2. The glass plate having printed conductive members according to
claim 1, wherein the bus bars each has at least two cut-out
portions separated from each other by the same materials as the bus
bar.
3. The glass plate having printed conductive members according to
claim 1 wherein the functional strip functions as a heating
resistor strip or a glass antenna.
4. The glass plate having printed conductive members according to
claim 1, wherein a fine pattern made of the same material as the
printed conductive member, is provided in the cut-out portion.

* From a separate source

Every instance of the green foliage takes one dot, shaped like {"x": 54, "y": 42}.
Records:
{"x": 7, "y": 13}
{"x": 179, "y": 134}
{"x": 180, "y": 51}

5. A glass plate having printed conductive members according to
claim 1, wherein the glass plate is to be employed as a rear glass
for automobiles.
6. A process for producing a glass plate having printed conductive
members, comprising (a) a step of printing a dark ceramic paste
along the periphery of a glass plate, (b) a step of printing bus
bars each made of a silver paste and having a cut-out portion, on
the printed dark ceramic paste and printing a functional strip made
of a silver paste on a surface of the glass plate where the dark
ceramic paste is not printed, (c) a step of heating the glass plate
on which the bus bar and the functional strip are printed, (d) a
step of bending the heated glass plate, and (e) a step of tempering
the bent glass plate.
Description
TECHNICAL FIELD
[0001] The present invention relates to a glass plate with printed
conductive members and a method for producing the glass plate, in
particular, to a glass plate to be used for a rear glass for
automobiles and having an antifogging function and/or an antenna
function, and to a method for producing such a glass plate.
BACKGROUND ART
[0002] Heretofore, there has been a rear glass for automobiles
having an indoor side surface provided with a defogger or a glass
antenna being a printed conductive member. For example, a defogger
is constituted by a plurality of heating resistor strips provided
laterally and in parallel with each other over substantially an
entire rear glass, and two bus bars for supplying a power to
terminals of the heating resistor strips. The two bus bars are
provided on both left and right sides so as to be opposed to each
other, and having a width larger than that of the heating resistor
strips to supply sufficient power to the heating resistor strips. A
DC current is applied between the bus bars to heat the heating
resistor strips to warm the rear glass to prevent poor visibility
due to dew condensation.
[0003] Such bus bars and heating resistor strips are formed by
kneading a glass frit and silver powder with an organic binder to
form a silver paste, screen-printing the silver paste on a glass
plate, and baking the printed silver paste. Since the baked silver
paste has a whitish color and thus shows up (here, the silver paste
has a brown color at an interface with the glass plate by a
chemical effect), shapes and arrangement of heating resistor strips
and bus bars are important in design of an automobile.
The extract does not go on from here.